Thousands of Pakistani activists shouted “death to America” on Tuesday at the latest rally protesting the lifting of a seven-month blockade on NATO supplies into Afghanistan.
The march was organized by the Jamaat-e-Islami (JI) political party, a leading member of the Defense of Pakistan coalition of right wing and Islamist groups that have demanded mass protests against the July 3 lifting of the blockade.
“NATO supplies not acceptable,” “Our war will continue,” “Friends of U.S. are traitors,” shouted the crowd after marching from the northwestern city of Peshawar to the nearby town of Jamrud.
Leaders of JI, which has no seats in parliament, had said 50,000 people would take part in the demonstration, but far fewer made it to Jamrud, close to Torkham border crossing with Afghanistan.
Local administration official Bakhtiar Khan put the figure at between 18,000 and 20,000, although an AFP photographer estimated the numbers to be closer to 8,000 to 10,000.
“We want an end to U.S. slavery, an end to U.S. interference, a ban on NATO supplies through Pakistan and an end to U.S. drone attacks on Pakistan,” JI leader Munawar Hussain said, addressing the crowd.

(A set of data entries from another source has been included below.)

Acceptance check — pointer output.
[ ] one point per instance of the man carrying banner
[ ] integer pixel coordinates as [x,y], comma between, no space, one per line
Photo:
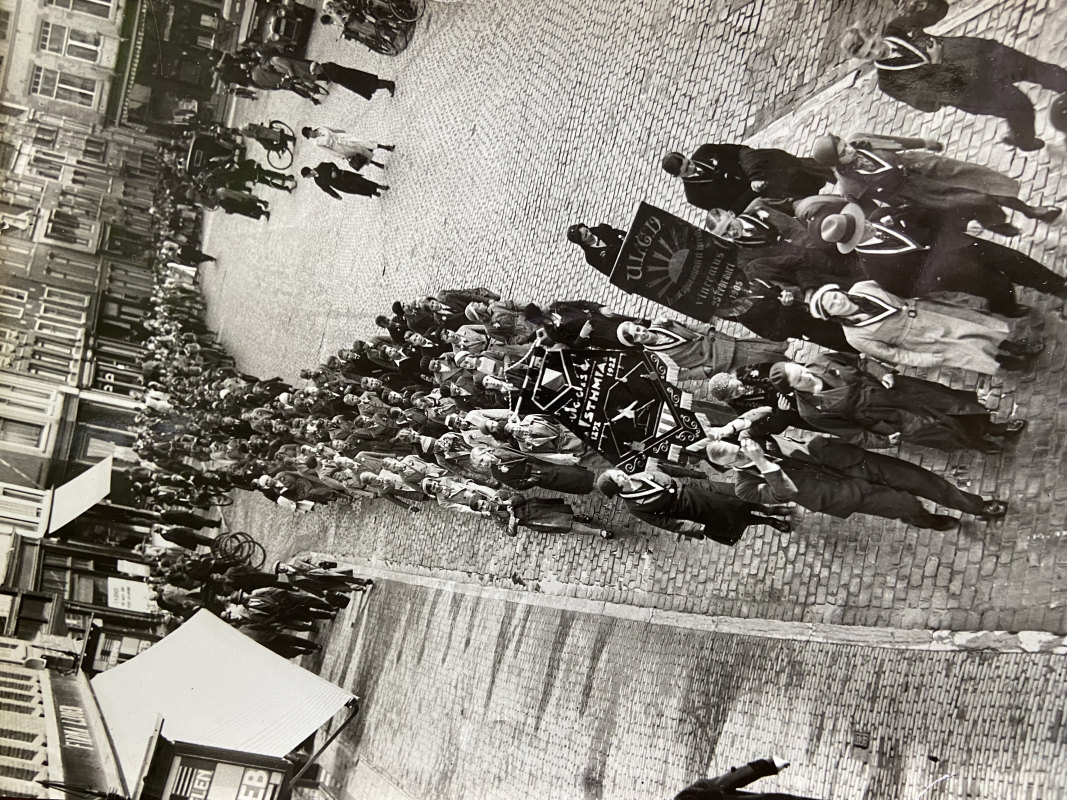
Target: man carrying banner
[839,479]
[710,511]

“The war against terror has killed 40,000 people and destroyed peace in the country,” he added.
Pakistan on July 3 decided to reopen overland routes to NATO convoys crossing into Afghanistan, after they were closed following U.S. air strikes that killed 24 soldiers on the Afghan border last November.
The crisis was the worst episode in Pakistan’s decade-long partnership with the U.S. in the war in Afghanistan, with both capitals still struggling to overcome a breakdown in trust.
So far only a few NATO trucks have actually trickled across the border, with owners awaiting a deal on compensation for seven months’ missed work and security guarantees in the southern port city of Karachi.
The Pakistani Taliban have threatened to attack NATO trucks and their drivers.
There was no sign Tuesday that the protesters would march on the Afghan border itself, despite insistence from Defense of Pakistan that they would bring a halt to NATO traffic.
Local administrator Khan said the demonstrators themselves had decided to call a halt in Jamrud, rather than continue further up the mountains to the Torkham border crossing.
“We did not create any hurdle in their protest march. They themselves decided not to go beyond Jamrud,” he told AFP.
Mainstream political parties in Pakistan have not taken part in the anti-NATO protests.
Members of the crowd told AFP on Tuesday that Islamabad’s decision to reopen the border, despite the United States eventually apologizing for the deaths, was “treason.”
“The rulers have sold their blood for U.S. dollars but we will continue to oppose it,” said Mohammed Amin, a shopkeeper from the northwestern Swat valley, where the Pakistani army in 2009 defeated a two-year Taliban insurgency.
Officials in Karachi say the dispute on compensation could be resolved this week.
At the Afghan border crossing of Chaman, in Pakistan’s remote southwestern province of Baluchistan, officials said only one NATO truck crossed into Afghanistan on Tuesday.
“Thirty-nine trucks carrying food supplies for NATO are parked at the border. Today we cleared eight vehicles, but only one crossed as seven others were denied entry by Afghan officials for lacking some documents,” Pakistani customs official Hassan Agha told AFP.